Anne-Sophie Bailly

Trafic de cocaïne: puisque la guerre contre la drogue ne peut être gagnée, si on essayait autre chose

Anne-Sophie Bailly Rédactrice en chef

Depuis le décès d’une fillette à Merksem, les annonces de mesures destinées à renforcer la lutte contre le trafic de drogue et sa consommation se sont multipliées. Pourtant, on sait que la guerre contre les narcotrafiquants n’a jamais été gagnée.  

Un marché, c’est toujours la rencontre d’une offre et d’une demande. Pour la cocaïne, celle entre narco- trafiquants et consommateurs. Un marché tellement important, avec un taux de croissance tellement élevé, qu’il engendre une explosion des faits de violence qui pousse les Etats à intensifier leur lutte contre le trafic de drogue. Depuis la fusillade ayant causé le décès d’une enfant à Merksem, les annonces en ce sens se sont multipliées en Belgique.

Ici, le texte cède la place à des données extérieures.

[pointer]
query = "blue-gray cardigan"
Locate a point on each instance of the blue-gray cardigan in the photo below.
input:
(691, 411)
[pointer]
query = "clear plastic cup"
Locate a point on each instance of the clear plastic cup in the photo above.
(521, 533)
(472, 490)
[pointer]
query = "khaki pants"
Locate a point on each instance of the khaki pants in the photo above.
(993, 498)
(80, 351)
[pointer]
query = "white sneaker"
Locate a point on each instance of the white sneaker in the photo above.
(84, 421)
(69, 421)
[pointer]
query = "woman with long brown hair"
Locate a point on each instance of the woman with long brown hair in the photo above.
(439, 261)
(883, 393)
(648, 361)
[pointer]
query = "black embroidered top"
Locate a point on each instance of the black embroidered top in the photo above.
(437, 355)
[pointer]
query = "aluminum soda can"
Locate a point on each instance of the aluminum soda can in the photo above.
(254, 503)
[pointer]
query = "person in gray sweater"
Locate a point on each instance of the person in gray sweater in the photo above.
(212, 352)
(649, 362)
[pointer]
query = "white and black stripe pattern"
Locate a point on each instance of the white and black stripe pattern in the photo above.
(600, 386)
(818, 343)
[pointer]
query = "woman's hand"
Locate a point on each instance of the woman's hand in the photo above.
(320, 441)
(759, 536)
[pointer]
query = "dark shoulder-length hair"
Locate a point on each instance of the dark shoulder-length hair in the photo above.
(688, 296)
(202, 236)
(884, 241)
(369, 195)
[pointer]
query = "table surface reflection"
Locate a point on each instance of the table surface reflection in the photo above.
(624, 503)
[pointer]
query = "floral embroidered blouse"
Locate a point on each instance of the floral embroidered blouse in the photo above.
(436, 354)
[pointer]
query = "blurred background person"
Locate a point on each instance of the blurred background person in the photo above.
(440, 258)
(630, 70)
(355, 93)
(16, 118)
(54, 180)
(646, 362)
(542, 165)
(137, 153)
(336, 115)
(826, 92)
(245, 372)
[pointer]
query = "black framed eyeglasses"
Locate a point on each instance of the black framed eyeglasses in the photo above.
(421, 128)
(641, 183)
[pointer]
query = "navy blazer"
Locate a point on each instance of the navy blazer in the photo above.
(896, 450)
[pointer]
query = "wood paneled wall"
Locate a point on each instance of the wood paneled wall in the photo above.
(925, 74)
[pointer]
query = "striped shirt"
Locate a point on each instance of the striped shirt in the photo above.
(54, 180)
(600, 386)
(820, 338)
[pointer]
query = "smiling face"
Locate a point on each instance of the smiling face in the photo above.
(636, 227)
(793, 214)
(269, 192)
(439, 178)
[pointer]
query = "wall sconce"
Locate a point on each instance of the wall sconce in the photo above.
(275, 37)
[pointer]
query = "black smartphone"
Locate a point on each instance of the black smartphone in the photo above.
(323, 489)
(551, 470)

Celles qui visent à perturber l’offre, d’abord: faire descendre les militaires dans le port et les rues d’ Anvers, allouer davantage de ressources aux services douaniers, instaurer un corps de police portuaire, nommer un commissaire national «drogue»… Celles censées dissuader la demande, ensuite: culpabiliser les consommateurs en matraquant qu’ils ont «du sang sur les mains», qu’ils «contribuent à alimenter un système», les faire payer davantage et plus souvent, en renforçant les contrôles et en augmentant le tarif des amendes. Des moyens supplémentaires qui peuvent sembler nécessaires, mais qui n’ont jamais, jusqu’à preuve du contraire, ni freiné le trafic, ni limité l’usage, ni empêché la mutation ou le renforcement des cartels, ni instillé le doute dans le sentiment d’impunité, ni instauré un semblant de proportionnalité entre les moyens des acteurs en présence.

Pourquoi ne pas tenter de casser la logique de marché du trafic de cocaïne, en y faisant entrer un acteur supplémentaire, les Etats, en tant que fournisseurs?

Devant ce constat d’échec, pourquoi ne pas tenter de rendre ce marché inopérant, de casser sa logique, en y faisant entrer un acteur supplémentaire, les Etats, en tant que fournisseurs? C’est la proposition avancée par la maire d’ Amsterdam, Femke Halsema, comme par le président colombien Gustavo Petro. L’idée: attaquer le problème par son volet économique en supprimant la source de revenus des narcotrafiquants et en fournissant aux consommateurs un produit contrôlé, légalement distribué et lourdement taxé. Bref, en régulant et dépénalisant le commerce de la cocaïne.

L’ idée peut sembler contraire aux valeurs morales. Comment un Etat pourrait-il devenir fournisseur officiel d’un produit addictif, nocif, potentiellement mortel? Aujourd’hui, en Belgique, aucun parti ne se risquerait à mettre une telle proposition à son programme. La société n’est probablement pas prête non plus à appréhender une telle évolution dans son rapport avec la drogue.

Il faudra encore beaucoup de containers fruitiers, de grenades explosées, de violences, de règlements de comptes, de morts avant d’accepter cette évidence: aucune guerre contre les mafias de la drogue n’a jamais été gagnée.